Gemma 4 31B on DGX Spark: Runtime FP8 Benchmarks — Single & Dual Node (TP=2)

Gemma 4 31B dense benchmarks on DGX Spark with runtime FP8 quantization. Includes single-node (TP=1), dual-node (TP=2), multi-user concurrency, tool calling validation, and multimodal vision. Getting Gemma 4 running on vLLM required working around several issues — documenting everything here for anyone else attempting this.

Setup

  • Hardware: NVIDIA DGX Spark (1x GB10, 128GB unified memory)
  • Model: google/gemma-4-31B-it (BF16 base, runtime dynamic FP8)
  • vLLM: 0.19.1rc1.dev31+ga88ce94bb (April 4 build, includes PR #38826)
  • Container: vllm-node-tf5 (transformers 5 baked in)
  • Quantization: --quantization fp8 --kv-cache-dtype fp8
  • Context: 65,536 tokens | GPU mem utilization: 0.85 | TP: 1 and 2
  • Attention: Triton (forced — Gemma 4 has heterogeneous head dims: 256 local / 512 global)
  • Compilation: torch.compile enabled, VLLM_DISABLE_COMPILE_CACHE=1 (see workarounds below)
  • Mods: fix-gemma4-reasoning (#38855), fix-gemma4-tool-parser (PR #38909)
  • Benchmark: llama-benchy 0.3.5, 3 runs per config

Workarounds required

  1. transformers >= 5.0 — The gemma4 architecture isn’t in transformers 4.x. Using vllm-node-tf5 container which has transformers 5 baked in (avoids pip dependency conflicts from runtime upgrade).

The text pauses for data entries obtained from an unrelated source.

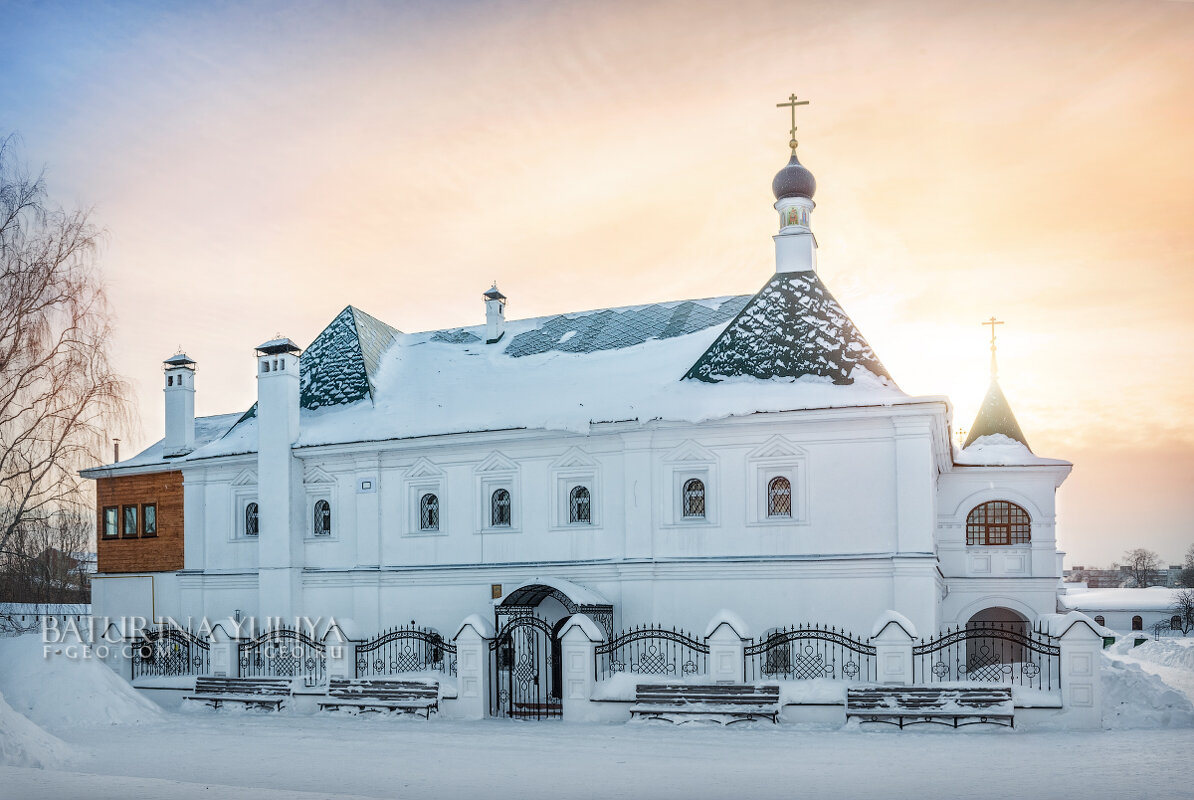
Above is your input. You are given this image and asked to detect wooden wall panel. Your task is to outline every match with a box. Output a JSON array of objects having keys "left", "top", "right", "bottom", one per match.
[{"left": 96, "top": 472, "right": 183, "bottom": 572}]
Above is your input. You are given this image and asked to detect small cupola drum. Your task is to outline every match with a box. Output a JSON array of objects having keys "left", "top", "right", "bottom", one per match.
[
  {"left": 481, "top": 281, "right": 506, "bottom": 344},
  {"left": 771, "top": 94, "right": 817, "bottom": 272},
  {"left": 161, "top": 351, "right": 196, "bottom": 459}
]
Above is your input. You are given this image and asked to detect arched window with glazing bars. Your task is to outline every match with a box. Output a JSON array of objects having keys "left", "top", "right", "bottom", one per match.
[
  {"left": 245, "top": 503, "right": 258, "bottom": 536},
  {"left": 568, "top": 486, "right": 592, "bottom": 525},
  {"left": 767, "top": 475, "right": 792, "bottom": 517},
  {"left": 313, "top": 500, "right": 332, "bottom": 536},
  {"left": 419, "top": 493, "right": 439, "bottom": 530},
  {"left": 490, "top": 488, "right": 511, "bottom": 528},
  {"left": 683, "top": 478, "right": 704, "bottom": 518},
  {"left": 966, "top": 500, "right": 1033, "bottom": 546}
]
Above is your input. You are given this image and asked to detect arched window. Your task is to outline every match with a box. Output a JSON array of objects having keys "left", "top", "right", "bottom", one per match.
[
  {"left": 767, "top": 475, "right": 792, "bottom": 517},
  {"left": 490, "top": 488, "right": 510, "bottom": 528},
  {"left": 568, "top": 486, "right": 592, "bottom": 525},
  {"left": 419, "top": 494, "right": 439, "bottom": 530},
  {"left": 245, "top": 503, "right": 257, "bottom": 536},
  {"left": 312, "top": 500, "right": 332, "bottom": 536},
  {"left": 684, "top": 478, "right": 704, "bottom": 517},
  {"left": 966, "top": 500, "right": 1033, "bottom": 544}
]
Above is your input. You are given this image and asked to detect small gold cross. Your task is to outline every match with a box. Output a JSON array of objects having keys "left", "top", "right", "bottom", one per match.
[{"left": 775, "top": 94, "right": 808, "bottom": 154}]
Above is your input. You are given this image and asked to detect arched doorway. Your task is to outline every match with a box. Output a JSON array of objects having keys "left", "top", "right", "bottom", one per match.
[
  {"left": 490, "top": 579, "right": 614, "bottom": 719},
  {"left": 966, "top": 607, "right": 1030, "bottom": 681}
]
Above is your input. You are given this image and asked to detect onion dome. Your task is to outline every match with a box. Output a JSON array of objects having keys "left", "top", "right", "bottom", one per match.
[{"left": 771, "top": 150, "right": 817, "bottom": 199}]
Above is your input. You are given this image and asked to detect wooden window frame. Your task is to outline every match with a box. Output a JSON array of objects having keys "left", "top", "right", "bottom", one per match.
[
  {"left": 100, "top": 505, "right": 121, "bottom": 539},
  {"left": 121, "top": 503, "right": 141, "bottom": 539},
  {"left": 966, "top": 500, "right": 1033, "bottom": 547},
  {"left": 141, "top": 503, "right": 158, "bottom": 539}
]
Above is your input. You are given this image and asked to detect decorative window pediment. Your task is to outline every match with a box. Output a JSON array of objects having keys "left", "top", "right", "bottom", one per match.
[
  {"left": 302, "top": 467, "right": 336, "bottom": 486},
  {"left": 232, "top": 469, "right": 257, "bottom": 486}
]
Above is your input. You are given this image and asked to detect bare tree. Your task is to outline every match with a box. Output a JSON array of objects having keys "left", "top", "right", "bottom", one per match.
[
  {"left": 0, "top": 136, "right": 130, "bottom": 608},
  {"left": 1169, "top": 589, "right": 1194, "bottom": 636},
  {"left": 1124, "top": 547, "right": 1161, "bottom": 589},
  {"left": 1178, "top": 544, "right": 1194, "bottom": 589}
]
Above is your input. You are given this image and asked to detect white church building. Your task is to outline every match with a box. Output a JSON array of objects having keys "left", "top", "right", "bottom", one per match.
[{"left": 84, "top": 128, "right": 1071, "bottom": 649}]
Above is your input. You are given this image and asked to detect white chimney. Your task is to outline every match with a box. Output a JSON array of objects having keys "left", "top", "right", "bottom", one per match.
[
  {"left": 257, "top": 337, "right": 303, "bottom": 619},
  {"left": 481, "top": 281, "right": 506, "bottom": 344},
  {"left": 161, "top": 352, "right": 195, "bottom": 459}
]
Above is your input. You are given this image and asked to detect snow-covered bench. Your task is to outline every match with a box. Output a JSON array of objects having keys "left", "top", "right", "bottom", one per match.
[
  {"left": 319, "top": 678, "right": 439, "bottom": 719},
  {"left": 186, "top": 677, "right": 290, "bottom": 710},
  {"left": 845, "top": 687, "right": 1015, "bottom": 728},
  {"left": 630, "top": 683, "right": 780, "bottom": 725}
]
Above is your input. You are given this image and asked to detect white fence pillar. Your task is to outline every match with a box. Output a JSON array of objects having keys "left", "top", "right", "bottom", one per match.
[
  {"left": 208, "top": 623, "right": 240, "bottom": 678},
  {"left": 560, "top": 614, "right": 605, "bottom": 721},
  {"left": 324, "top": 624, "right": 357, "bottom": 678},
  {"left": 870, "top": 611, "right": 916, "bottom": 684},
  {"left": 1060, "top": 611, "right": 1103, "bottom": 728},
  {"left": 704, "top": 611, "right": 749, "bottom": 683},
  {"left": 453, "top": 614, "right": 493, "bottom": 720}
]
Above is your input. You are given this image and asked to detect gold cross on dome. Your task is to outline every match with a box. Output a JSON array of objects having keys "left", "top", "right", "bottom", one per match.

  2. Runtime FP8 instead of pre-quantized checkpoints — Pre-quantized FP8 models (e.g. protoLabsAI/gemma-4-31B-it-FP8) fail with KeyError: 'layers.0.mlp.down_proj.weight_scale' in gemma4.py load_weights. Same class of bug as vllm #38912. Using the BF16 base model with --quantization fp8 works fine — the GB10’s 128GB unified memory handles the ~59GB BF16 load before online quantization kicks in.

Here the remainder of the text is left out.